C’est notamment pour ces raisons que des manifestations ont éclaté lors du passage de la flamme olympique à Paris. C’est là que nous arrivons à un sujet épineux : les relations entre Nicolas Sarkozy et la Chine. Le Président français se trouve dans une position délicate et bien que nous ne voulions en aucun cas faire le procès personnel de M. Sarkozy, celui-ci étant déjà largement bafoué par la presse, on constate qu’il ne sait plus vraiment sur quel pied danser. Président du pays qui se réclame celui des Droits de l’Homme et futur Président de l’Union européenne (comme cela sera le cas au mois d’août), il ne peut décemment pas être en accord avec la politique intérieure orchestrée par la Chine. C’est pourquoi il condamne les actions menées contre le Tibet. En revanche, il ne peut pas non plus se permettre de perdre un allié économique de cette importance. Sarkosi est donc forcé d’ériger des mesures d’apaisement entre la France et la Chine. Parmi elles, la lettre d’excuse et l’invitation que le Président a adressées à Jin Jing, une athlète chinoise handicapée, violentée alors qu’elle portait la flamme olympique à Paris. Grâce à cette lettre, le mouvement anti-français en Chine, qui voulait boycotter les magasins « Carrefour » et donc causer des pertes gigantesques à l’économie française, est en train de s’inverser. Les relations entre les deux pays semblent, à l’heure actuelle, moins tendues. Pour faire bonne figure, Nicolas Sarkozy a cependant posé une condition à sa participation à la cérémonie d’ouverture : la reprise du dialogue entre le gouvernement chinois et le Dalaï Lama. Mais comment M. Sarkozy va-t-il pouvoir mesurer l’authenticité de ce dialogue, si jamais il a lieu ?
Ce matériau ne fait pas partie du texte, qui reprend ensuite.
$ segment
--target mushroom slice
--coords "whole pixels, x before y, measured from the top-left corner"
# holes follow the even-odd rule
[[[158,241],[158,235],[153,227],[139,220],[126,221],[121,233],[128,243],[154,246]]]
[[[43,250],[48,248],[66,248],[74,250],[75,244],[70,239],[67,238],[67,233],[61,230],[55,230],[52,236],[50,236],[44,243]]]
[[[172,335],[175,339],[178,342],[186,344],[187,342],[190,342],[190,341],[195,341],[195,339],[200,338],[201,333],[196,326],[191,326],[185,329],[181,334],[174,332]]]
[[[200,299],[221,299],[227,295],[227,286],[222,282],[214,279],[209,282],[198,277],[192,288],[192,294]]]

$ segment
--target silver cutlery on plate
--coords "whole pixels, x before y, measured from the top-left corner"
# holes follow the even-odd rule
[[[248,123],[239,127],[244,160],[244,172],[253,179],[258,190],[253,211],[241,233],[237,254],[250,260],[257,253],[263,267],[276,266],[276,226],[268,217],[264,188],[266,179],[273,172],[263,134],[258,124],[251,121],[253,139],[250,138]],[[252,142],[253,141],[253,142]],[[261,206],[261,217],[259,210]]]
On constate donc que les Jeux Olympiques, ont, bien plus qu’une importance sportive, une importance économique, mais surtout politique, car il est tout à fait impossible que la Chine, sorte de propriétaire du monde et ce depuis le XVIIIème siècle déjà, avec les routes de la soie, perde la face. D’ailleurs, Nicolas Sarkozy ainsi que les Occidentaux en général doivent faire des pas en arrière, afin de ne pas rompre les relations avec la Chine, indispensable au bon fonctionnement de toute économie développée. Comme le dit l’ex-Premier ministre français Jean-Pierre Raffarin : « la Chine a une place dans le monde aujourd’hui que l’on ne peut pas sous-estimer : c’est le banquier du monde. » Il faut donc tout faire pour préserver de bonnes relations avec la Chine, quitte à fermer les yeux sur certains agissements de son gouvernement.
En conclusion, l’aura et la médiatisation des Jeux Olympiques que les Occidentaux ont attribué à la Chine, font de cette dernière la vitrine d’un régime. Cette aura symbolise le retour de la Chine au rang de grande puissance entièrement intégrée dans le jeu diplomatique et économique international.